文字サイズ

若者がみつめる農・食

農・食の未来を拓く高校生・大学生の研究

第5回(2021年度)全国高校生 農業アクション大賞 奨励賞受賞
高校生が、京の伝統野菜を守り未来へつなぐ
―「シードバンク」から、地域を巻き込んだ「京野菜の魅力発信」へ

~京都府立桂高校 アグリビジネス研究班~
JA全中

「全国高校生 農業アクション大賞」について
 
 JA全中は毎日新聞社と連携し、農業高校(農業系学科があるなどの関連高校を含む)の生徒たちがグループとなって取り組む「農」や「食」に関するプロジェクトや課題研究を「全国高校生 農業アクション大賞」として支援・顕彰しています。
 農家の人たちなど地域と連携して実践する3か年の計画を募集し、毎年度15グループを認定。優れた実績を残したグループには、3年目に「大賞」や「準大賞」、「奨励賞」を贈ります。

研究の背景と目的

 全国ブランドとして、すっかり定着した京の伝統野菜。ただその一方で、栽培の手間から生産農家は減少しており、代々受け継がれてきた固定種が途絶えてしまう恐れも浮上しています。
 京都府立桂高校 アグリビジネス研究班の生徒たちは、京文化と共に育まれてきた固定種である京野菜を守り受け継いでいくため、「シードバンク(種子銀行)」を目指そうと立ち上がりました。京野菜の種子を保存することを目標としてきましたが、現在では京野菜の栽培と同時に普及活動にも力を入れ、活動を行っています。
 伝統野菜の種は、農家にとって「門外不出」の宝でもあります。生徒たちは「伝統野菜を後世に残したい」という思いを伝え、農作業を手伝うことで信頼関係を築き、農家から種を譲ってもらいます。その種を使った栽培を続ける中で、「守るだけでは伝統野菜が衰退してしまう」という問題意識から、京野菜のPRと商品開発にも力を入れ始めました。
 地域の病院と連携し、京野菜の機能性成分を生かした病院食を共同開発。
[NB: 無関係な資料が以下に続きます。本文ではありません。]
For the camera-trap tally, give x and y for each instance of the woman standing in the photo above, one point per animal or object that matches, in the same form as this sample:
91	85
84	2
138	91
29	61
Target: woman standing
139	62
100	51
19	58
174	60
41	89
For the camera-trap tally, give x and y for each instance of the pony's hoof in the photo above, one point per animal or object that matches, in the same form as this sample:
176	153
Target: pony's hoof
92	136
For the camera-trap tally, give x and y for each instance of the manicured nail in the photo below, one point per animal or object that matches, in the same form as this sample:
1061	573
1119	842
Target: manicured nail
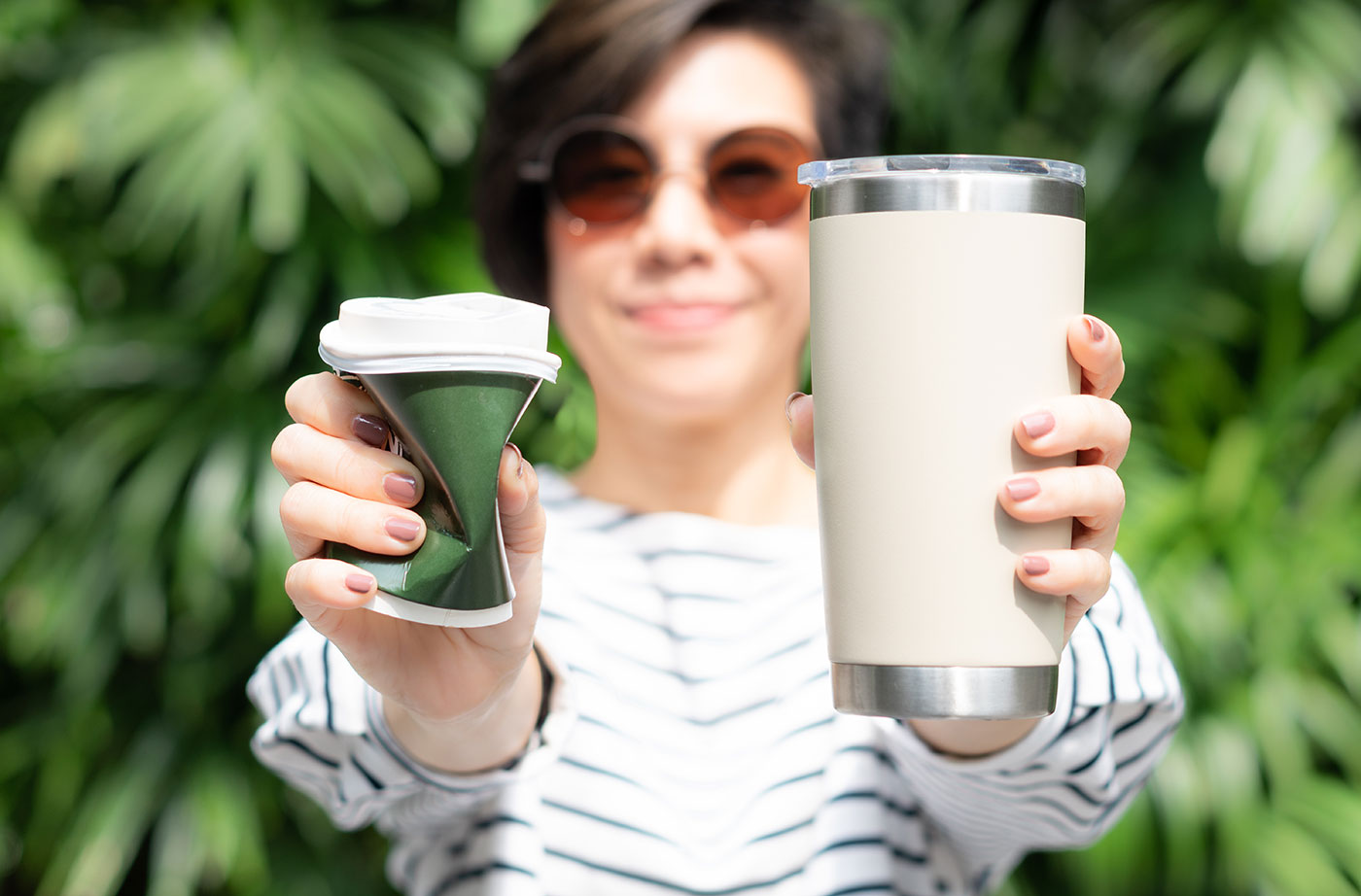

慢性腎臓病患者も食べられるように工夫した「かつらうりのサラダ」や「桂うりのくずとじ煮」、「賀茂なす」をピーマンと一緒にみそで煮込んだ「なべしぎ」、完熟の「鹿ヶ谷しかがたにかぼちゃ」を使用した冷製スープなどを提供しました。病院で京野菜の販売も行ったところ、機能性成分について質問されることも多くあり、地域住民との交流を通して生徒たち自身の理解もさらに深まりました。
 2021年11月には、京都高島屋で「京都タカシマヤ×桂高校フェア」を開催。1週間の開催期間中、「九条ねぎ」を使った「ねぎ巻き」や「京こかぶ」を使った「たいかぶら鍋」など、多くのコラボ商品を販売しました。さらに「九条ねぎ」に特化したキャンペーンを京都の飲食店でも展開しました。
 地域資源の循環にも着目。地元企業の「山田製油」では、ゴマ油精製の際に多量の搾りかすが排出されます。この搾りかすを肥料にして栽培を行い、生徒たちからは、山田製油社が運営する飲食店に京野菜を出荷することで、地域循環を実現しました。
 その他、武田薬品工業社とタイアップした「堀川ごぼう」の栽培実験や、阪急電鉄の駅と近隣カフェをつないだ野菜販売など、大企業との提携にも成功し、活動の幅を広げています。
 地元の小学生たちと一緒に「桂うり」や「賀茂なす」「鷹峯たかがみねとうがらし」を栽培し、地域の食育にも取り組んでいます。2023年には、生徒たちが育てた京野菜を小学校給食で提供することも実現。校内放送で京野菜の紹介をするほか、野菜の収穫までの流れを紙芝居にしたり、収穫風景を放映したりと、幅広い食育活動を続けています。
 同年、生徒たちが栽培しているレモン・すだちの収穫にも着手。規格外野菜と合わせた、京都ならではの加工品の開発にも取り組みます。
 企業連携などの活動がメディアを通して紹介され、「実際に栽培したい」と農家が名乗りを上げた例もありました。少しずつ京野菜の栽培農家が増えていますが、新規参入者を多数生み出せてはいないことを課題として捉えている生徒たち。京野菜と農家をつなぐ架け橋となるため、栽培と同時にさらなる普及活動や食育活動も継続し、消費者のニーズを作るとともに、そのニーズに応えられるようなシステム作りも進め、京野菜の新たな可能性を探ります。